I realize this will make Joe Norley madder than hell, but …
Daily Local reporter Jeremy Gerrard reported today that West Chester University students thinking of living in the Town Center zoning district may have missed their chance. Borough Council has voted to design an ordinance that would eliminate student housing as a permitted use in the district.
This ordinance will be written by the borough’s solicitors and discussed in a public hearing before it can be implemented.
The Town Center district lies roughly from Franklin Street on the east to Wayne Street on the west and from Chestnut Street in the north to Cedar Alley in the south. The district extends at High Street, jutting south until it reaches Price Street.
Under the Fair Housing Act, students are not considered a “protected class” of citizens, so council is able to restrict housing available to them.
Properties in Town Center currently used for student housing will be able to keep that designation, though there was no consensus if that right would be forfeited should a non-student tenant occupy the dwelling at a later date.
According to West Chester Mayor Carolyn Comitta, this change was a suggestion made to the borough by the Urban Land Institute, which suggested encouraging an older demographic to populate the town center to build business. Comitta said this should be seen as an opportunity to update and utilize the borough’s experts.
“The idea here is to promote a different sort of culture in the downtown,” said Councilman Stephen Shinn. “Not attract more students to downtown, that’s why we want to move in this direction. This is just to start the project.”
Here’s where Joe will be mad. And this very topic was discussed Thursday morning on WCHE during out weekly pow-wow.
I agree with parts of this whole discussion and disagree with other parts.
I agree that:
— Students need to act like adults and be responsible. If they’re not 21, they shouldn’t be drinking alcohol and peeing on peoples’ lawns.
— Students shouldn’t be rioting like the 2008 Phillies post-World Series celebration that took place with cars overturned and fires being lit.
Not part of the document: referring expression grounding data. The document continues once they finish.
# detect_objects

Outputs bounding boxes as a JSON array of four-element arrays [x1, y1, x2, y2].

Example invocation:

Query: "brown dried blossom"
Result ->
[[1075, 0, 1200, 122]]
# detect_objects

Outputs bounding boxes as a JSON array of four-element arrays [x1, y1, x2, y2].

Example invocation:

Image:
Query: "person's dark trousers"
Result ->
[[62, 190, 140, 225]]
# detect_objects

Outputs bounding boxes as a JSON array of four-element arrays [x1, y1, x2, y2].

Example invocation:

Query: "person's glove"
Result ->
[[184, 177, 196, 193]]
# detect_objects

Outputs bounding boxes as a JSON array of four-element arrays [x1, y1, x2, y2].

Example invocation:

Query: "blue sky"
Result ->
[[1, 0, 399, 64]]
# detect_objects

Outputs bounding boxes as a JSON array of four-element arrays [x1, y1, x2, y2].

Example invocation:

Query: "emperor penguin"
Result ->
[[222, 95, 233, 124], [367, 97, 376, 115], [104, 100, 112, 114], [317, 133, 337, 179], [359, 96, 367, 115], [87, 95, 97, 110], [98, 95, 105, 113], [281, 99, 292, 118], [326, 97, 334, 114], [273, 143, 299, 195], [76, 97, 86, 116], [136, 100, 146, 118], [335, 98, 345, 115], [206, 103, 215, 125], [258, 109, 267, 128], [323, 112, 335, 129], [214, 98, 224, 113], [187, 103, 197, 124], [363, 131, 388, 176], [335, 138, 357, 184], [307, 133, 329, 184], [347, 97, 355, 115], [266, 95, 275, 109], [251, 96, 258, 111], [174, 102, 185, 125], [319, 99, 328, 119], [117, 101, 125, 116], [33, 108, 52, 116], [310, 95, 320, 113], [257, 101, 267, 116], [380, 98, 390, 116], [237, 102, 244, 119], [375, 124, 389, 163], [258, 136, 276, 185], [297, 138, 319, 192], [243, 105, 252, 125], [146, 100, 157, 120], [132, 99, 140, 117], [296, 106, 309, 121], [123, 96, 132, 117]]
This isn’t Beirut.
— Students should do their best to integrate with the town and be part of it. They need to keep it clean and be respectful of the rights of others.
Those three things being said, when you bring together nearly 14,000 or 15,000 kids ages 18 to 22 you are going to have some issues. And if even 50 students are problems, when you look at the total number, it’s really a small figure.
Hold your fire!
Before you start that hateful comment, those same 50 students while a small number can be a real pain in the butt to a lot of people who happen to live near the university. I will agree to that 100 percent. Peeing or puking on the lawn, damaging property, cars, is not now or will ever be acceptable.
So what’s the answer? Well, on WCHE we talked about campus police entering deeper into the borough to respond to problems involving students. To me that’s a bad idea considering that the university isn’t protected by this massive police force. And if they’re not on campus and there are problems on campus, who’s minding the store?
I also don’t think hitting restaurants and bars with some sort of tax isn’t fair either because who’s to know which patrons are students and which are not? If we are saying the bars and restaurants should generally kick in some cash for increased police protection I can buy into that. But we can’t keep blaming everything on the university.
How about the state kicking in some of the gambling proceeds or lottery proceeds to help fund either additional borough police or at least the overtime necessary on the weekends to keep things under control?
And lastly, we all need to realize that this is a county seat and a university/college town. We can curse the kids all we like but the fact is that these kids spend lots of money in our businesses and not just bars and restaurants. We need to get over that and appreciate the good kids there — because they do exist. As with anything else in life, it only takes a couple of nitwits to ruin it for the good people. And WCU is no different.
This is a complicated issue and there are right now no clear answers. However, I think before we start building fences to keep these kids out, perhaps there are other answers. To me this is a frustration move. And nothing good in the long run ever comes from a frustration move.
Let’s think hard about this move before proceeding.